Em 2015, quando defendíamos a necessidade de um PT para tempos de guerra, éramos tidos por alguns como, no mínimo, exagerados. Naquele momento a mudança da estratégia, linha política, organização e direção do Partido dos Trabalhadores já afirmava sua urgência.
No partido e no governo, a opção por redobrar a aposta na estratégia de conciliação com as classes dominantes permitiu manter até certo ponto conquistas sociais da constituição de 1988 e dos governos petistas, mas não foi capaz de realizar reformas estruturais populares. Medidas de governo e de ajuste fiscal recessivo que afastavam o governo Dilma do programa eleito nas eleições gerais de 2014 agravaram a situação econômica, o quadro político e a perda de apoio na classe trabalhadora. Acertadamente, a Frente Brasil Popular lutou neste período articulando a defesa da democracia e dos direitos contra o golpe com a luta pela mudança da política econômica.

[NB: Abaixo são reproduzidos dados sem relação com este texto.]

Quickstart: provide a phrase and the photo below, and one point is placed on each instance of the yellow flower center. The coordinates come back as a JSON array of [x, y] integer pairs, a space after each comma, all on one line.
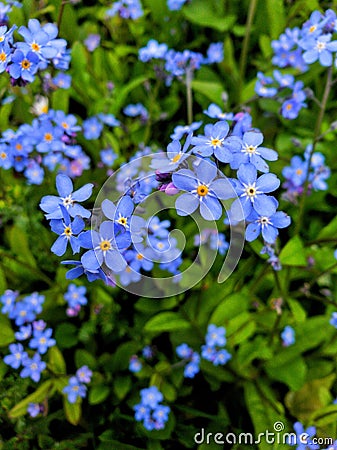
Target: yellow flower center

Em direção oposta, o grande capital nacional e internacional, a direita brasileira, o partido da mídia, segmentos do aparato de Estado e setores médios conservadores dirigiam contra o governo Dilma, o ex-presidente Lula, a esquerda e o PT a ofensiva que desencadeou o golpe de Estado em curso. Essa unidade burguesa em torno de um programa conservador e de restauração do neoliberalismo atua pelo impedimento definitivo da presidenta Dilma Rousseff e sustenta o governo ilegítimo e provisório de Michel Temer.

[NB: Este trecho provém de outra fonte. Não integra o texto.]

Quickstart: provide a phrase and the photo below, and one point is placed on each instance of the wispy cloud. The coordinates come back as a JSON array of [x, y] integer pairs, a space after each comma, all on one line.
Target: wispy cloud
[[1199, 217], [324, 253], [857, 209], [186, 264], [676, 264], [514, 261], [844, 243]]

O programa e as primeiras ações do governo golpista, que dificilmente seriam aceitos pela população nas urnas, demarcam nitidamente o caráter de classe do golpe. Trata-se de um golpe contra a classe trabalhadora e marcado por amplos retrocessos da soberania, dos direitos sociais e das liberdades democráticas no país. O “plano Temer” alcança não só as realizações dos governos de Lula e Dilma, mas também avança contra direitos conquistados na Constituição de 1988 e contra a legislação trabalhista e as instituições públicas constituídas depois da República Velha.
Derrotar o golpe contra a soberania, a integração regional, a democracia, os direitos sociais e as liberdades
O golpe no Brasil deve ser situado em uma perspectiva geopolítica mais ampla, de instabilidade e intensificação de conflitos no plano internacional. Nos marcos da grave crise capitalista que se arrasta desde 2008, os Estados Unidos e seus aliados têm trabalhado contra o fortalecimento dos BRICS e a integração da América Latina como forma de deter o relativo declínio de sua hegemonia, a emergência dos países em desenvolvimento e de novos blocos de poder internacional.
Por meio dos chamados mega-acordos comerciais – como o TPP (Acordo de Parceria Transpacífica), o TTIP (Acordo de Parceria Transatlântica em comércio e investimentos) e o TiSA (Acordo sobre comércio de serviços) – as potências capitalistas buscam novas fronteiras de expansão do capital financeiro e das corporações transnacionais com a abertura econômica e desmonte dos Estados nacionais em áreas estratégicas como o comércio internacional de serviços, controle do fluxo de capitais, regulamentação do sistema financeiro, direitos de propriedade intelectual, compras governamentais, entre outros.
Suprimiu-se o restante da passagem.